I had a dream this morning- a dream that was likely brought on because of a discussion last night about someone very dear to me bent on following a road to apparent self-destruction. In this dream, our protagonist had all the traditional 'reasons to live'- friends trying to help her, support her, and prop her up; a reason to live beyond herself in the form of a baby still in the womb; and a hero ready to give his life for her. Throughout the dream, she-and they- faced the menace of a terrible tiger, always stalking them. The tiger, though, wasn't the Destroyer that everyone imagined. The destroyer was inside her, the "black hole" that constantly told her only death was an escape from the pain of life.
Much of the dream she wasn't activily trying to kill herself; she just constantly put herself in a position for the tiger to finish her off. It was a constant cycle of her drifting towards destruction, the support group or the hero saving her fom the tiger with no effort (or appreciation) on her part, and her re-drifting into danger.
Finally, the baby's birth became there and real. The friend-group sought her desperately, but in vain.

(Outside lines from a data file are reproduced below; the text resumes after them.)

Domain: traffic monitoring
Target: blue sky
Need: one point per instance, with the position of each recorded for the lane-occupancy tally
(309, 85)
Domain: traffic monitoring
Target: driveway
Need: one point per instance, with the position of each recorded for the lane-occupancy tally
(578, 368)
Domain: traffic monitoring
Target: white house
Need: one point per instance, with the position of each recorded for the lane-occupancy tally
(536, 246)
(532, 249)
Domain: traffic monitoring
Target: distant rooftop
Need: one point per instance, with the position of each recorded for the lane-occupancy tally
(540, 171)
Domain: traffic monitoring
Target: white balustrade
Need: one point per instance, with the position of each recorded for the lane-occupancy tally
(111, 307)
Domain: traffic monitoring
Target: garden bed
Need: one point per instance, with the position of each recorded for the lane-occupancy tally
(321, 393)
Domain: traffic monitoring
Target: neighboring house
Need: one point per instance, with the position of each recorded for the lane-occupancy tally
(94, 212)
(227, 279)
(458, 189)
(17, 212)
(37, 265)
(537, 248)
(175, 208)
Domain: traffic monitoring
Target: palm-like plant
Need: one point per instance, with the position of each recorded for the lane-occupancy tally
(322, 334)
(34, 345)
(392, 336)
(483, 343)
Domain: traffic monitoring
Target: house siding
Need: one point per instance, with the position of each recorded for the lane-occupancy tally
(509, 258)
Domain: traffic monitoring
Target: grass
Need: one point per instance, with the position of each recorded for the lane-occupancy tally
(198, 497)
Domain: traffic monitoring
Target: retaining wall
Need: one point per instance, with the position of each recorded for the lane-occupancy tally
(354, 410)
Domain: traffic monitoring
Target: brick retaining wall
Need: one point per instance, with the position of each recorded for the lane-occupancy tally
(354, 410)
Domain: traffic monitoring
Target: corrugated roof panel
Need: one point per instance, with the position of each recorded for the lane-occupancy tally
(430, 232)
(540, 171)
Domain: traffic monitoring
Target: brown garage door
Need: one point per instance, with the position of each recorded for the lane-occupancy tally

And the hero was finally killed trying to hold off the tiger. And none of it meant anything to her, and she tried to end it all by flinging herself down a steep slope. The friends who cared, the hero's sacrifice, the baby crying for life, none of it meant anything.
But then, as she hung from the cliff, she realized at last she wanted to live. Not for the friends, the hero, the baby, but at last for herself. She finally did the things that allowed her support group to help her. She had saved herself, but not before all the destruction her choices had caused. And the tiger? He stood by and watched her rescue.
The dream reminded me that some people- myself once included- have this black hole generator inside them. You can fill their hole with your whole life and being and never fill it up. Because it is not a physical hole. And every excuse a person gives you for its existance, though real to them, is an illusion. The truth is, there is only one way to get rid of the hole. And that is you, yourself, must turn it off. You cannot turn it off with mothers, lovers, or babies. A person has to see the hole for what it is- a desire to death- look it in the face, and say, "No. This is garbage, and I reject it." This isn't a moment, it is a process. It involves re-learning your whole outlook, and many people are unwilling to try until they look death in the face and see their own reflection. Some don't even then. And the only thing that the hero, the Baby, the support group does, is prevent them from getting to that moment sooner. They can give all the reasons to live they want and it will always, as Thomas Aquinas said, "seem as straw to me." The hole doesn't start going away until you say, "I - I have a reason to live. A reason inside of me, that's just mine."
In the dream, the battle wasn't won when the hero died, the baby was born , or when the friends found her and hoisted her up from the cliff. The cliff, and the tiger, ceased to be a danger when she finally decided she wanted to live. In fact, the dream actually jumped from the girl being found at the edge of the cliff crying for help to the hero's funeral. The rest, it seems, was not important.
In the waking world, I thank God that I have been reminded of what to pray for in the real-life situation. I had forgotten what the black hole was like- which is scary, because it's always just a moment away.